Sunday Long Run Thoughts
Running against the sunset is the greatest metaphor of life.
Deciding to lace your shoes up and go for a run on a daily basis is also enough to warrant this metaphor; you are attempting to beat the road with every successive step.
(From one runner to the other: the pavement always wins.)
Add in a clear-sky sunset run against the universe’s built in timer that hasn’t malfunctioned in 4.6 Billion years creates a two front battle you’re surely to lose.
Combat against the constantly clicking clock of time is not wise, but as humans we are hardwired to hold no punch when it comes to survival.
Choosing to run, on any recurring cadence, places you in a mindset and state of being that requires introspection. Showing up knowing the pavement is going to kick your ass, only to find yourself one hour older at the end of it is a level of spiritual understanding most will never get to.

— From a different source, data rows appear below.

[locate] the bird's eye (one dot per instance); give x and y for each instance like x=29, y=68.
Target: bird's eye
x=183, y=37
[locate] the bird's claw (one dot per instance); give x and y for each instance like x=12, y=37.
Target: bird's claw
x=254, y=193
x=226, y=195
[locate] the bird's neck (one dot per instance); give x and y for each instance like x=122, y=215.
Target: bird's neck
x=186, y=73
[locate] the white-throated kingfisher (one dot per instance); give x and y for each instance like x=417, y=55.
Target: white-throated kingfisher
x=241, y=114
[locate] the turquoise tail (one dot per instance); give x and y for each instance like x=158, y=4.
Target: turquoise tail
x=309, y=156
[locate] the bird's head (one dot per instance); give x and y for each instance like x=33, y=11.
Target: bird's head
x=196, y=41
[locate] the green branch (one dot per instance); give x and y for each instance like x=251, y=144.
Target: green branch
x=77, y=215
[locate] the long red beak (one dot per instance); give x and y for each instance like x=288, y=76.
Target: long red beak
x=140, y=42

The wins in this inevitably losing fight have to be seen from a philosophical lens, most only see the physical.
Of course there are the cardiovascular benefits, but once you hit a certain level of understanding and your relationship with running grows from a workout to a fight, these primary benefits take a back seat.
At a certain point, the fight itself becomes your “why” when choosing to run. It’s rooted in part of the flow state, and can only occur with sufficient-enough endurance after years on the road or trail.
Having the ability to do something that is definitively hard (running for an hour at a fast pace) with subconscious ease, is the most pure form of flow.
One singular hour where pavement and time come together to fight you turns into an hour of meditation, time away from a screen, and place for deep thinking. It’s not for everyone, as the idea of being alone in your thoughts is scary for a large swath of the population (never mind the running portion).
There’s a reason why high IQ humans play golf. It’s quiet and hours in length. The complex choices you’re faced when making different shots are all calculated in your head in a split second when the ball leaves your clubface.
Running is the same, except the complex choices we ponder on are not related to the activity we are doing. Instead they are pertaining to our lives and the tough decisions we are facing currently. It gains you the skill to process a tough decision, find an answer, then catalog it in your brain for later use. All while running against the clock.
Simply put: The act of running is putting your body to work, fighting the forces of time, while allowing our minds to answer questions and make progress it could not have otherwise.
The true separation of mind and body.
The fight against life; the fight that is life.